A simple set, some haunting conversation, and a chilling scream at the end. This is "An Ancient House," an original play written by Nathan Briggs and performed by the Plan-B Theatre Company at Bibliotect. Briggs based his work on "The Fall of the House of Usher."

When Edgar Allan Poe is invited to visit Roderick Usher and his twin sister Madeline, he arrives on the ghostly scene (white chiffon draped over window frames) to find the Ushers ailing. Madeline, played by Natalie Anderson, is fading fast. Her eyes roll back. She looks drugged and demented. Roderick, played by John Woodhouse, has more energy but is, if possible, crazier.They don't seem to know who they are. She recites men's lines, then seems to be playing the part of each of her brother's previous wives. Incest and murder are implied. Poe gets into the act, reciting lines from some of his poems. Eventually he and Usher kind of take turns being the author who has stumbled into the horror story of his own making.

Nothing much happens. The conversation goes around in circular fashion, the mysteries are interesting in a literary sort of way, and just when you get comfortable with the "My Dinner With Andre at Halloween" format, the end comes. The end is both startling and campy - campy due to an unfortunately low-budget strobe light.

All in all, this is a fun and funky production.

Tracey Michael Hall is the director. She also does the makeup, which is effective, and the sound, (along with Randy Rasmussen), which has some amateurish moments. Ann Ciemenski is the stage manager/costume designer. Victoria Goro designed the set and Randy Podosek did the lights.

The three characters are all good actors. Zeke Totland, who plays Poe, has an intriguing voice. It carries beautifully, without him ever raising it, so that he seems as if he is telling a story, maybe writing the story in his head, not acting.
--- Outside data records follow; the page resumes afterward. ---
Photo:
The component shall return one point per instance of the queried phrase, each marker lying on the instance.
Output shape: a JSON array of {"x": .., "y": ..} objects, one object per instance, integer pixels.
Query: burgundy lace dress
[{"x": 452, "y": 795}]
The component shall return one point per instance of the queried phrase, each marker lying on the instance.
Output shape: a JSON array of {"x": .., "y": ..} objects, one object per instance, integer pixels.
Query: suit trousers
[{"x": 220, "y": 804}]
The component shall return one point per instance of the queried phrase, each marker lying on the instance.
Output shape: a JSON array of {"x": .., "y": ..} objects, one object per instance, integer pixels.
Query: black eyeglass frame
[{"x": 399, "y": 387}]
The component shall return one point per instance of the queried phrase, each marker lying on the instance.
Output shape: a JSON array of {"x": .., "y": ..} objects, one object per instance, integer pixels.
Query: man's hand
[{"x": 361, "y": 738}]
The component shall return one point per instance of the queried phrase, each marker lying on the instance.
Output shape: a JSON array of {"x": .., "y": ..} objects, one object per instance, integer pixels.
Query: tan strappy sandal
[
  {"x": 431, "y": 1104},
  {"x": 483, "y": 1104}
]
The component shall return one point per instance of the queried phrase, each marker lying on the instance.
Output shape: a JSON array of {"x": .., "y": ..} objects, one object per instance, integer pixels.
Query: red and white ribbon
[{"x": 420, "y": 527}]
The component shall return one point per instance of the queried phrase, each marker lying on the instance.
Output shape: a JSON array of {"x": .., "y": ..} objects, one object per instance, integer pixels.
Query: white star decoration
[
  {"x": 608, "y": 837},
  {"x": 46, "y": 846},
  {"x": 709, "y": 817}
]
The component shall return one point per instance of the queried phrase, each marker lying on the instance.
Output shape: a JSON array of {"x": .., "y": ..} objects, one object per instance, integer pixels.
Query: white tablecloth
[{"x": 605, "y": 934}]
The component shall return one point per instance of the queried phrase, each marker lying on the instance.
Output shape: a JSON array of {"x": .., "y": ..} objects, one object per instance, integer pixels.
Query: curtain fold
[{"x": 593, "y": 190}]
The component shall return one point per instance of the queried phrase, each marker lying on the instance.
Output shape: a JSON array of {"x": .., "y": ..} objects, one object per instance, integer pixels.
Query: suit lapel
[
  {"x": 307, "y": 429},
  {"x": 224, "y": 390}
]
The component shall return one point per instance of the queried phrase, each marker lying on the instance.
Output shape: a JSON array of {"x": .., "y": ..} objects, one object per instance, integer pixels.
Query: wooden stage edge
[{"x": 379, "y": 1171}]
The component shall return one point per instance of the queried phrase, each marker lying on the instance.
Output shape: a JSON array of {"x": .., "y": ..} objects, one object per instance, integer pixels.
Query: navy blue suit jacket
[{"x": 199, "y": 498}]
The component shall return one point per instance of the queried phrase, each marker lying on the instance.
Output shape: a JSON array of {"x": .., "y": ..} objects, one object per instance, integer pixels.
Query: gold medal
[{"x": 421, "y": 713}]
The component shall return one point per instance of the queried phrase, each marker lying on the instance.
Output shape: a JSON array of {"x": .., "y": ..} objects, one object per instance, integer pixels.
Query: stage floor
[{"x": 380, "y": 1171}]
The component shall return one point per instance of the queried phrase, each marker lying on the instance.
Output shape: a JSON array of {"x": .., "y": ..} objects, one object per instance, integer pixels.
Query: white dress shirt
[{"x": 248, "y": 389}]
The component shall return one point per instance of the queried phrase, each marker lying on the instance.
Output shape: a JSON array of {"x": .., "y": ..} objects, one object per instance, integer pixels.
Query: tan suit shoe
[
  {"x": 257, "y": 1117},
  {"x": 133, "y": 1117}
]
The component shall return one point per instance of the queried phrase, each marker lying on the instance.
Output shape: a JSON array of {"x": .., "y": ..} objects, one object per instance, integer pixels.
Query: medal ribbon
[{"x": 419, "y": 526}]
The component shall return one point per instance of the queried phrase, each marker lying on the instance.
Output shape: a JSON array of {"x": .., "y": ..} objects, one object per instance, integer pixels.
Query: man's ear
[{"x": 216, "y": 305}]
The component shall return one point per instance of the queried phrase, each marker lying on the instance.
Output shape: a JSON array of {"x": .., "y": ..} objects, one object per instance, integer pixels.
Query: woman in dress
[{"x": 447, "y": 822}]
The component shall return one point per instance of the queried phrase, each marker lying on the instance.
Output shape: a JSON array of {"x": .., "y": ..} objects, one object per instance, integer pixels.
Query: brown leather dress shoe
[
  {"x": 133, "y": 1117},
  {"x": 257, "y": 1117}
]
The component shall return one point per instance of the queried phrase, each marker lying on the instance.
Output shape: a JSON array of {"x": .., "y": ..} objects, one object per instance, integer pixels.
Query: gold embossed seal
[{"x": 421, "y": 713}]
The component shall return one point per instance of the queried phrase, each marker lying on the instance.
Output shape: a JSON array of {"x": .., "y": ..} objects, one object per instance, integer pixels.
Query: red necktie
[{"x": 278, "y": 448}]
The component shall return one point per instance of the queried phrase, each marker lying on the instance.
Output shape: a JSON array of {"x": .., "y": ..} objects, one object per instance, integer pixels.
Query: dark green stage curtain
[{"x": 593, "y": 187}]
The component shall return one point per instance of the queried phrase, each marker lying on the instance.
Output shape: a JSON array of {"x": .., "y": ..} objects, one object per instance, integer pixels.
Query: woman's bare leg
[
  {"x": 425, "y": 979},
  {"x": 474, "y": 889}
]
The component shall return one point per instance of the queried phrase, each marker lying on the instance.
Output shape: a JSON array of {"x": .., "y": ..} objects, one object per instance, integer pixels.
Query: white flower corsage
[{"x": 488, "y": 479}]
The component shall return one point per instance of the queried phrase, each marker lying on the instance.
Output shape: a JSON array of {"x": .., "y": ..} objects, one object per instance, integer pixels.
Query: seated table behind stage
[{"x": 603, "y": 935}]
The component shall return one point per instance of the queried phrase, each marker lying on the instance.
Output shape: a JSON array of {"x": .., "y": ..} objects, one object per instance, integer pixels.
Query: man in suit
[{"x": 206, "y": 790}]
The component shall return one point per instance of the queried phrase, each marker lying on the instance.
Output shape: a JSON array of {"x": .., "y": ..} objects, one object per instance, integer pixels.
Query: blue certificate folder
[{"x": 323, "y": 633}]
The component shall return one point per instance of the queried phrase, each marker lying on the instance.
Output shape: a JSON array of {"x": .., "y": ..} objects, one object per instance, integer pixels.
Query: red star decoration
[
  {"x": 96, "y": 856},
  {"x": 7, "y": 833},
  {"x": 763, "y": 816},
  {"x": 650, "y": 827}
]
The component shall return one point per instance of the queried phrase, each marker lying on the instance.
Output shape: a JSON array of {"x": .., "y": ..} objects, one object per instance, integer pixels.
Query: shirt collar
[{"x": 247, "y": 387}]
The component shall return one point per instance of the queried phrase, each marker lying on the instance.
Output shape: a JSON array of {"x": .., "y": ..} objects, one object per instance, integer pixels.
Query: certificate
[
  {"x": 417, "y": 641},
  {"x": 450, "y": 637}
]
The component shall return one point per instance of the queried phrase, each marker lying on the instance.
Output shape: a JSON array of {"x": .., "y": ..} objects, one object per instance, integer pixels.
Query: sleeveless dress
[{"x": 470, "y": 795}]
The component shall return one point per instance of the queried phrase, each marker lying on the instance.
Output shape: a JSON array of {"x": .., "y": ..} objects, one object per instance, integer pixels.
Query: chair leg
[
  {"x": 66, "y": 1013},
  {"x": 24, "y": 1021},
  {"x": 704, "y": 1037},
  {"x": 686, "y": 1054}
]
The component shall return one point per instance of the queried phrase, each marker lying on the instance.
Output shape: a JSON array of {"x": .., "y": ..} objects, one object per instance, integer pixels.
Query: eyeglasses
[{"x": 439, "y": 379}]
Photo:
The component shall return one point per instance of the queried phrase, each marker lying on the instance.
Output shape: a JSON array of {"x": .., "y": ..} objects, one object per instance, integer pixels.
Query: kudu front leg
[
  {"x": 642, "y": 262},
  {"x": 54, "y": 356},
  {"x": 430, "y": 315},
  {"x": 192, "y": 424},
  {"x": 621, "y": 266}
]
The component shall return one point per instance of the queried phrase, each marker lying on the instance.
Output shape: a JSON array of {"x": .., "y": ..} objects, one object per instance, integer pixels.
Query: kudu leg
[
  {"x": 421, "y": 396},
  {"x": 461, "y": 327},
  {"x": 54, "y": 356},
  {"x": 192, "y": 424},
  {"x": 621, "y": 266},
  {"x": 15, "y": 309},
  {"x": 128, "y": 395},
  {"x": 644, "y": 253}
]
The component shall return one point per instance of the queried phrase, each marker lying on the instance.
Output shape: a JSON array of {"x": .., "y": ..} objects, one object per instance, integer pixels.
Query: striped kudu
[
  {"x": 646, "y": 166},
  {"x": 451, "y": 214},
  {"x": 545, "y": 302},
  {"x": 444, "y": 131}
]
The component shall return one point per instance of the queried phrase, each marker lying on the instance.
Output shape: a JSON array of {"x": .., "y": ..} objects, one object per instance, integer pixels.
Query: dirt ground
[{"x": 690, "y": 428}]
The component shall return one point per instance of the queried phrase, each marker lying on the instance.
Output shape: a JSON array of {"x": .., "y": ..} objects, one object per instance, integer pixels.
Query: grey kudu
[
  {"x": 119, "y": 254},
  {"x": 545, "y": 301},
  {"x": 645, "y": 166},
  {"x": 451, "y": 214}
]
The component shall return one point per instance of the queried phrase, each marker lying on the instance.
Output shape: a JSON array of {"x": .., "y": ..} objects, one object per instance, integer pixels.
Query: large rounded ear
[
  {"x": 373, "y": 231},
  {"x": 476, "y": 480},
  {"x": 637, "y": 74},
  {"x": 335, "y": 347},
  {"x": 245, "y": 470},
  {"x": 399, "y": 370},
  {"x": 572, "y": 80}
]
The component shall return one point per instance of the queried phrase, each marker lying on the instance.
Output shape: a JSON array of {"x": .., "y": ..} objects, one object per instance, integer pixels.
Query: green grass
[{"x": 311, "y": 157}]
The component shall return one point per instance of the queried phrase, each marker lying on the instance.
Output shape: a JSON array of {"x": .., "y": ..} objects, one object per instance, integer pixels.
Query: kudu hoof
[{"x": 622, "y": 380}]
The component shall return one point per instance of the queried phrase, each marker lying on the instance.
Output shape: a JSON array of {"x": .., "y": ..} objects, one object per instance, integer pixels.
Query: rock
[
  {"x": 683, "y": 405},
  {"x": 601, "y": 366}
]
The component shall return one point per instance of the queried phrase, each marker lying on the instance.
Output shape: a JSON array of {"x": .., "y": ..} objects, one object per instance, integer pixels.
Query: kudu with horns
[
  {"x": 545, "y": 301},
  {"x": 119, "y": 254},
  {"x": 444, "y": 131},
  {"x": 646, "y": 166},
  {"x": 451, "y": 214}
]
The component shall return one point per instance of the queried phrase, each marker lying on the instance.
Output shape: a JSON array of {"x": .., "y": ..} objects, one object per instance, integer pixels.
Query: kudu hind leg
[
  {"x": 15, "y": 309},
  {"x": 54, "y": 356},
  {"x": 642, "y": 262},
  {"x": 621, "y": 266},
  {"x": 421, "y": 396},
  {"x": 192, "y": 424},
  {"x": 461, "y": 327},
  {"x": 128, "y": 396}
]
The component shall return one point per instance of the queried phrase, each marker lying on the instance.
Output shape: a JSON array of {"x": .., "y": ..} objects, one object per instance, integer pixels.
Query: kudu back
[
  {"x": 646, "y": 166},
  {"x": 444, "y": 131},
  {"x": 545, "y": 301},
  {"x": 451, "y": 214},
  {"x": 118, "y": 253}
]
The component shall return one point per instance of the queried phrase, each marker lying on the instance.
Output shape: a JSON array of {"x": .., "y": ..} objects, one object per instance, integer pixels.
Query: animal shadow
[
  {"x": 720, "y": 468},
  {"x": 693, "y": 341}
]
Also intriguing is the setting. The Bibliotect bookstore contains a deli/coffee bar. The range of treats available at intermission beats anything the big theaters are selling.

Inside the program, Plan-B begs for help in finding a new place to perform. Sitting cozily in the audience, sipping a warm drink and watching some fine actors spin out an eerie fantasy, you have to respond, "No, don't move." This ancient house is a pleasant place to visit.